I would also like to be able to tell you that my penchant for revealing secrets is proof that I harbor no secrets of my own. I would like to tell you that, but it would be a falsehood. There are circumstances in my private life which I will not discuss, because there is potential embarrassment, potential hurt, potential damage to relationships. There are also truths which are simply not for public consumption, and therefore, will remain private and guarded. Knowing this about myself, I am not sure why I am surprised when I hear, as I have on more than one occasion within the last week, about deep secrets, unhappy truths in the lives of people I know and some I love. I have accepted the facade, the public face for so long that the ugly truth that resides behind it is a shock when exposed. It would be no different if you could see behind the curtain of my existence. By now, it is cliche to quote that humbug of a wizard who has tricked Dorothy and her friends into believing his publicity, but it is the desperate cry of every one of us. “Pay no attention to the man behind the curtain!”
I am coming to understand finally (I tell you, I’m not a quick study), that most of my friends have sorrows they never will share; many of my family members are hiding hurts they cannot put into words.

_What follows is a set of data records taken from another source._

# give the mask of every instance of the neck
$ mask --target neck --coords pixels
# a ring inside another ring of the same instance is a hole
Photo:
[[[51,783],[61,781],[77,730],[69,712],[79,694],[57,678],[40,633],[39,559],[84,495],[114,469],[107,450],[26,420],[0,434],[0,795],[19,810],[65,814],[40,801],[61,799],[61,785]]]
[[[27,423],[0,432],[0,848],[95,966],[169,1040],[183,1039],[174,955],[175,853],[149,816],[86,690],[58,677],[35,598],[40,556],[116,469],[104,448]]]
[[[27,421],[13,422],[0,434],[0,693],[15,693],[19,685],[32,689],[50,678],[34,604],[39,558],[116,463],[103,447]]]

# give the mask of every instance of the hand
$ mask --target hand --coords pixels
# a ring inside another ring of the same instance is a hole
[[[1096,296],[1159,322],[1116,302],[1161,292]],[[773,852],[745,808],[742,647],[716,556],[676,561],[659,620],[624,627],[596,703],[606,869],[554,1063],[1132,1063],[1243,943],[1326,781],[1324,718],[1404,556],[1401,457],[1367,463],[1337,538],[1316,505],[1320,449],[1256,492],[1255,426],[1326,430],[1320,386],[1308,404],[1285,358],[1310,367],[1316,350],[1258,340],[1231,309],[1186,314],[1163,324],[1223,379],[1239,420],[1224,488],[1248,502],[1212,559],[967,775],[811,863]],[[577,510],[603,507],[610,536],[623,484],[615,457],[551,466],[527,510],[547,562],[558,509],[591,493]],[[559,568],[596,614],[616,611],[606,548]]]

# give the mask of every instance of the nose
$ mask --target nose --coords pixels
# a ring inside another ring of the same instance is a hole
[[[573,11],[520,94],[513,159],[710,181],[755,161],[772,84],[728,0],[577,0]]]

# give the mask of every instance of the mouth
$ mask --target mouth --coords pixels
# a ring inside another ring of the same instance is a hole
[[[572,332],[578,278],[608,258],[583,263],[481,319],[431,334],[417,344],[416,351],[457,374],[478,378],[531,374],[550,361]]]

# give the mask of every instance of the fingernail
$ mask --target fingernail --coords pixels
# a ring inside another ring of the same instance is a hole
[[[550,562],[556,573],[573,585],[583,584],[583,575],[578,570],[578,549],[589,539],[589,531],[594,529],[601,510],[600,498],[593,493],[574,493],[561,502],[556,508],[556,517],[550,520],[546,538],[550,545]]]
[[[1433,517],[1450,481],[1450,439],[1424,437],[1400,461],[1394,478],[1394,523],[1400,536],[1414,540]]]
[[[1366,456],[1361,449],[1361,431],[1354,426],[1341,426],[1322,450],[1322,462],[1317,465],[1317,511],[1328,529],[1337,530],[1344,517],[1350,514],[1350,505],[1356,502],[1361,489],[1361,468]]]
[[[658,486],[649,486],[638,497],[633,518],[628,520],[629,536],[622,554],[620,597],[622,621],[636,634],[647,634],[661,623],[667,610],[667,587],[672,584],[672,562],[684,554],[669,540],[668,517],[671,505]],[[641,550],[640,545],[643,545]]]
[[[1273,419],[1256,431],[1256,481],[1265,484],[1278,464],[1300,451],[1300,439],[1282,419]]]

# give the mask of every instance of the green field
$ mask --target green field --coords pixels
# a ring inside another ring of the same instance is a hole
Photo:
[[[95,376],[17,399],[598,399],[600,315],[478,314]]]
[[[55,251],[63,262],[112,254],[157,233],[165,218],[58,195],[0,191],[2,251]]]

This knowledge is changing the manner in which I look at people who cross my path everyday. I understand a little better that each has burdens which are unbearable, secrets which they fear will be exposed at any moment. I don’t know specifically how to help with their burdens, but I have it on good authority that there is One who does. I also understand that He left instructions for us to get some practice at helping each other with these wearying loads, in spite of our own personal needs. I’m thinking that just realizing that the load is every bit as heavy for them as for me is the beginning of a change of heart on my part, of a desire to assist. It turns out that the phrase I utter countless times a day to my customers is exactly what all of us need to be saying…just a little more purposefully.
“May I help you?”
“Come unto Me, all you who are weary and heavy burdened, and I will give you rest.”
“Carry each other’s burdens. In this way you fulfill the law of Christ.”